Женившись, он перестал отдавать жалованье отцу и зажил своим домом.
Однако прежде надо бы закончить портрет моего длиннобородого деда. Не знаю, долго ли он учительствовал. Говорят, он пользовался всеобщим уважением.
Когда в последний раз, лет десять назад, я вместе с бабушкой был на его могиле, то, глядя на надгробие, лишний раз убедился, что он и впрямь был человеком почтенным. Безупречным, святым человеком.
Он похоронен близ мутной быстрой речки, от которой кладбище отделяла почерневшая изгородь. Под холмиком, рядом с другими «праведниками», лежащими здесь с незапамятных времен.
Буквы на плите почти стерлись, но еще можно различить древнееврейскую надпись: «Здесь покоится...»
Бабушка говорила, указывая на плиту: «Вот могила твоего деда, отца твоего отца и моего первого мужа».
Плакать она не умела, только перебирала губами, шептала: не то разговаривала сама с собой, не то молилась. Я слушал, как она причитает, склонившись перед камнем и холмиком, как перед самим дедом; будто говорит вглубь земли или в шкаф, где лежит навеки запертый предмет:
«Молись за нас, Давид, прошу тебя. Это я, твоя Башева. Молись за своего больного сына Шатю, за бедного Зюсю, за их детей. Молись, чтобы они всегда были чисты перед Богом и людьми».
С бабушкой мне всегда было проще. Невысокая, щуплая, она вся состояла из платка, юбки до полу да морщинистого личика.
Ростом чуть больше метра.
А вся душа заполнена преданностью любимым деткам да молитвами.
Овдовев, она, с благословения раввина, вышла замуж за моего второго деда, тоже вдовца, отца моей матери. Ее муж и его жена умерли в тот год, когда поженились мои родители. Семейный престол перешел к маме.
СЕРДЦЕ МОЕ ВСЕГДА СЖИМАЕТСЯ, когда во сне увижу матушкину могилу или вдруг вспомню: нынче день ее смерти.
Словно снова вижу тебя, мама.
Ты тихонько идешь ко мне, так медленно, что хочется тебе помочь. И улыбаешься, совсем как я. Она моя, эта улыбка.
Мама родилась в Лиозно, это там я написал дом священника, перед домом — забор, перед забором — свиньи.
Вот и хозяин: поп или как его там. Крест на груди сияет, поп улыбается мне, сейчас благословит. На ходу поглаживает себя по бедрам. Свиньи, как собачки, бегут ему навстречу.

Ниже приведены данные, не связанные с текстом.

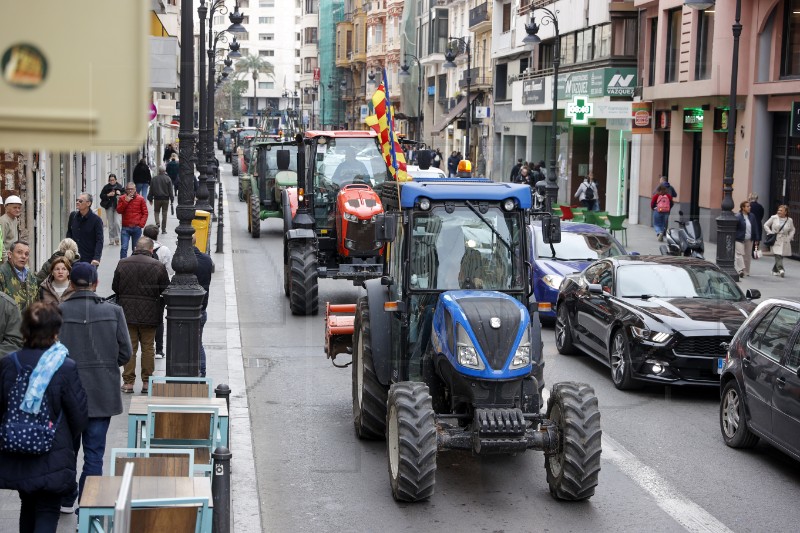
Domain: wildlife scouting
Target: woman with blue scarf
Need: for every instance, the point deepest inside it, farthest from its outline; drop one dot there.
(42, 480)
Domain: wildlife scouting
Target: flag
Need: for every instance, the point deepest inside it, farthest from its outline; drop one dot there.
(383, 123)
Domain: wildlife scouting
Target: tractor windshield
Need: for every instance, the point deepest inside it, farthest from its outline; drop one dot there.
(466, 250)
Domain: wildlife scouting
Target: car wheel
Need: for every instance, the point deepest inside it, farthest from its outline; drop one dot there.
(620, 360)
(563, 332)
(732, 421)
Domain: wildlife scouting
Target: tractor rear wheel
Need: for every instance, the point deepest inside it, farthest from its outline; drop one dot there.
(369, 396)
(411, 441)
(303, 299)
(254, 211)
(573, 470)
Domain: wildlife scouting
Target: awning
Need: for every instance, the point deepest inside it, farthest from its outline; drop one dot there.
(453, 114)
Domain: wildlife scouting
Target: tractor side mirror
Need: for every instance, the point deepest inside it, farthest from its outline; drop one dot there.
(386, 227)
(551, 229)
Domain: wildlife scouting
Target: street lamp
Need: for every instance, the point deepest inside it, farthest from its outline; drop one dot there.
(404, 72)
(532, 29)
(726, 221)
(456, 46)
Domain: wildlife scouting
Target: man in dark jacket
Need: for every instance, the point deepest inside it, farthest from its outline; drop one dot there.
(96, 335)
(86, 228)
(138, 283)
(161, 191)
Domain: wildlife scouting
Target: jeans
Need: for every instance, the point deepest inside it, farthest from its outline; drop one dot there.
(129, 233)
(143, 188)
(93, 439)
(39, 512)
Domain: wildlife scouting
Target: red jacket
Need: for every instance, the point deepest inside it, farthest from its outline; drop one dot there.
(134, 212)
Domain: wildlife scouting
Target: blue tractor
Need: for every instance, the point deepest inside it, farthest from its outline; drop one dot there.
(447, 350)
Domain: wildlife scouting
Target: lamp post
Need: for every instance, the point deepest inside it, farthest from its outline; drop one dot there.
(551, 194)
(404, 72)
(456, 46)
(184, 296)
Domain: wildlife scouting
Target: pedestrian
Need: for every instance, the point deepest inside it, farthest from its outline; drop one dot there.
(161, 192)
(56, 288)
(133, 209)
(780, 225)
(515, 171)
(205, 267)
(661, 203)
(758, 211)
(68, 249)
(138, 283)
(163, 254)
(16, 280)
(9, 222)
(174, 170)
(108, 201)
(587, 193)
(10, 322)
(86, 229)
(54, 386)
(142, 177)
(747, 231)
(96, 335)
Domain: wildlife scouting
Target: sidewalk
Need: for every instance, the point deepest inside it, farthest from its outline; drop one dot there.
(222, 342)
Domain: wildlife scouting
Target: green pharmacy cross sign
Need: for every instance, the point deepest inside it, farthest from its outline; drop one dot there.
(579, 110)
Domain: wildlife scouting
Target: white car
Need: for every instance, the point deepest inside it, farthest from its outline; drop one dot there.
(415, 172)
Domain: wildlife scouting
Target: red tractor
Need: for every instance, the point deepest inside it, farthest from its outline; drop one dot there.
(332, 232)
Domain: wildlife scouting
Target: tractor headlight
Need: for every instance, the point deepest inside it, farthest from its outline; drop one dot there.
(466, 352)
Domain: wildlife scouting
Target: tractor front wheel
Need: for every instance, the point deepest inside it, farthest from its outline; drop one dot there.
(369, 396)
(411, 441)
(573, 470)
(303, 298)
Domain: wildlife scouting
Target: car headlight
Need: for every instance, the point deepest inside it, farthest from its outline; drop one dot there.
(466, 352)
(553, 281)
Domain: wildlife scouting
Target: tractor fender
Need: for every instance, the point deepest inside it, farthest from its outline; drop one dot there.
(377, 295)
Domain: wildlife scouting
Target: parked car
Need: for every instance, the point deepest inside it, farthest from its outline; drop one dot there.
(760, 384)
(580, 245)
(659, 319)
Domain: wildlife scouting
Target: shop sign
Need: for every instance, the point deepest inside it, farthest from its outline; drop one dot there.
(721, 119)
(533, 91)
(642, 114)
(692, 119)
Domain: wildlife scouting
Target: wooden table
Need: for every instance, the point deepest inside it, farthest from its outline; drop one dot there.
(137, 413)
(100, 495)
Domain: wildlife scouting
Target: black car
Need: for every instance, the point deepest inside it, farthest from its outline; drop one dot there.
(760, 384)
(659, 319)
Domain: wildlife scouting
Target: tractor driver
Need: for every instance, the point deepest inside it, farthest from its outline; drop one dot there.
(350, 170)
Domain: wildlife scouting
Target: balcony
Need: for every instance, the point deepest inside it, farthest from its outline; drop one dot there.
(479, 19)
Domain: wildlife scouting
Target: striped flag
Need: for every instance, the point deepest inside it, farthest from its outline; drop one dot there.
(383, 123)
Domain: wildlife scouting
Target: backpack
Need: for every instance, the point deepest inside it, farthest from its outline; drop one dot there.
(662, 204)
(21, 432)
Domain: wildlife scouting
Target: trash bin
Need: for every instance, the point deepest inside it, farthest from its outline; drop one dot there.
(202, 230)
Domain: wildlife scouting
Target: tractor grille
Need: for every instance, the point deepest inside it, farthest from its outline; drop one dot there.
(702, 346)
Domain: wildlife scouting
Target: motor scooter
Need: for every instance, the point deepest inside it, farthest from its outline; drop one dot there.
(685, 240)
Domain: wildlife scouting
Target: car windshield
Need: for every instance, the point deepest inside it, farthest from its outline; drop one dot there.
(676, 281)
(349, 160)
(466, 249)
(578, 246)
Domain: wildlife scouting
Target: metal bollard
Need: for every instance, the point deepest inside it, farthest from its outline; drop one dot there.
(221, 490)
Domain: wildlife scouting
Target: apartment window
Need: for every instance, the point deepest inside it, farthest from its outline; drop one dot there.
(673, 45)
(705, 40)
(506, 17)
(790, 62)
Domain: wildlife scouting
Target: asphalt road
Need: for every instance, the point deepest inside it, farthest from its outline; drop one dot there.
(664, 467)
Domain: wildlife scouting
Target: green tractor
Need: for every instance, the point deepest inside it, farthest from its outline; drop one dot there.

Мама — старшая дочь деда. Полжизни он провел на печке, четверть — в синагоге, остальное время — на бойне. Бабушка не выдержала его праздности и умерла совсем молодой.

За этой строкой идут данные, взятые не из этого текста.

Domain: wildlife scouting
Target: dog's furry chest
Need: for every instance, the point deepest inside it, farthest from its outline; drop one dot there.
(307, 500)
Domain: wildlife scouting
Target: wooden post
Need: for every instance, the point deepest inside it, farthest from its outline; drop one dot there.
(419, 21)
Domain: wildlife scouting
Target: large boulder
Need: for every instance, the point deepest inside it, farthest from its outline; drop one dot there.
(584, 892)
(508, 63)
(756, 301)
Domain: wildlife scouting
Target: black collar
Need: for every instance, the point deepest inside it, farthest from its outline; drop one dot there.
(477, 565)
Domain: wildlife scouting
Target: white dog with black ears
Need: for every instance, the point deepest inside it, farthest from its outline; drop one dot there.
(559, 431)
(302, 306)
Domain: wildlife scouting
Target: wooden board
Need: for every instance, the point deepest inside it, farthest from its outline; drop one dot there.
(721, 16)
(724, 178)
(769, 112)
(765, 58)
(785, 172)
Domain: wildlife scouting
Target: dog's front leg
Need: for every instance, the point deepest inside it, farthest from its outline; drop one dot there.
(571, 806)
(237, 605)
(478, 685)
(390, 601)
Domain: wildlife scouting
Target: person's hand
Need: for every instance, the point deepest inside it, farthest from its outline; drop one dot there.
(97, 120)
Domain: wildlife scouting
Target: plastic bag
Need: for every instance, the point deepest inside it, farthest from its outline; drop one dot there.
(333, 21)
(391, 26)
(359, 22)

Тогда дед зашевелился. Как растревоженная корова или теленок.
Правда ли, что мама была невзрачной коротышкой?
Дескать, отец женился на ней не глядя. Да нет.

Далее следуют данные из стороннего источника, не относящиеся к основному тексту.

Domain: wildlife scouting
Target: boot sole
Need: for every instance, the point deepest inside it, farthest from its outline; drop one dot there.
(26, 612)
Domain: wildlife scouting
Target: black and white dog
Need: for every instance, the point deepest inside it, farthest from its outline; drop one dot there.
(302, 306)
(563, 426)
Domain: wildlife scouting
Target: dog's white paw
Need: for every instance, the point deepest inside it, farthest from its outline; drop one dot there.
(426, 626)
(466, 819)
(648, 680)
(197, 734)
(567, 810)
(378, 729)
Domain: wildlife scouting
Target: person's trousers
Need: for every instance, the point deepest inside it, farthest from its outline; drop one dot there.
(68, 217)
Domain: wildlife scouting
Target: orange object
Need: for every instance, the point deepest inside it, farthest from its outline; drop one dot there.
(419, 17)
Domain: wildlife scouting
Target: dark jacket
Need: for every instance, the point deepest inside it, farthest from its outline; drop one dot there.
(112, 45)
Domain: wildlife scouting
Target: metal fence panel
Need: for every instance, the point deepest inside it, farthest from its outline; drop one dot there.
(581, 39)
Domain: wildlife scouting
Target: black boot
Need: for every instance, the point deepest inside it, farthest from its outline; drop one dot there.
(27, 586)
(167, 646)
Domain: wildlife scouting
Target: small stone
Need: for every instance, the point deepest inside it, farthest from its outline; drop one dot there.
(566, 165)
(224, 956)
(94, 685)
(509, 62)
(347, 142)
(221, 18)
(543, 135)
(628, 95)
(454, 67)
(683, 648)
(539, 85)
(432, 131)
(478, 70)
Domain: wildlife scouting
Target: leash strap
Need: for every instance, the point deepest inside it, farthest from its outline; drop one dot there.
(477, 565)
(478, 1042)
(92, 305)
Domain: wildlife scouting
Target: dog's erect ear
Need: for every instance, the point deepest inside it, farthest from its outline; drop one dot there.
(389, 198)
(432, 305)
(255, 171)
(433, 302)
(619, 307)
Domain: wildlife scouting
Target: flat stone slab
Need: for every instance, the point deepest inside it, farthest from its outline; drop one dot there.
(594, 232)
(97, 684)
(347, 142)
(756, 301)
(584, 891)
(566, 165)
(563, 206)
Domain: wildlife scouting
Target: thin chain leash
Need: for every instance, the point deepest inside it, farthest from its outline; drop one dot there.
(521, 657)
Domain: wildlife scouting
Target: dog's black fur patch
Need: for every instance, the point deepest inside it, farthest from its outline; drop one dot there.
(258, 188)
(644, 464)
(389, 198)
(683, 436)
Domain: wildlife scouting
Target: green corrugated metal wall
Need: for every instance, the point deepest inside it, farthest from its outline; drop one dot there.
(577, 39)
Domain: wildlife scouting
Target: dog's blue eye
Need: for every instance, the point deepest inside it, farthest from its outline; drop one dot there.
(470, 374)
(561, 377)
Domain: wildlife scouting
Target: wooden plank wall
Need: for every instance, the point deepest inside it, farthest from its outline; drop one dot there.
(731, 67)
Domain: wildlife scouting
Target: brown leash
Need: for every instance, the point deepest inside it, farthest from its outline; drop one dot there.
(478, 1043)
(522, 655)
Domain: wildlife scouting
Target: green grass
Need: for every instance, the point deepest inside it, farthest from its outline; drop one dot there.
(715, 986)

У нее был дар слова, большая редкость в бедном предместье, мы знали и ценили это.
Однако к чему расхваливать маму, которой давно уж нет на свете! Да и что я скажу?
Не говорить, а рыдать хочется.
Туда, к воротам кладбища, влечет меня. Легче пламени, легче облачка лечу туда, чтобы выплакаться.
Внизу река, где-то вдали мостик, а прямо передо мной — погост, место вечного упокоения, могила.
Здесь моя душа. Здесь и ищите меня, вот я, мои картины, мои истоки. Печаль, печаль моя!
Что ж, вот он, мамин портрет.
Или мой, все равно. Не я ли это? Кто я?
Улыбнись, удивись, усмехнись, прохожий.
Озеро скорби, ранняя седина, глаза — обитель слез, душа почти неощутима, разум почти заглох.
Так что же в ней было?
Она ведет хозяйство, руководит отцом, все время затевая какие-то стройки и пристройки, открывает бакалейную торговлю и берет целый фургон товара в кредит, не заплатив ни копейки. Где взять слова, чтобы описать, как она подолгу с застывшей улыбкой сидит перед дверью или за столом, поджидая, не зайдет ли кто-нибудь из соседей, чтобы отвести душу, страдающую от вынужденного молчания?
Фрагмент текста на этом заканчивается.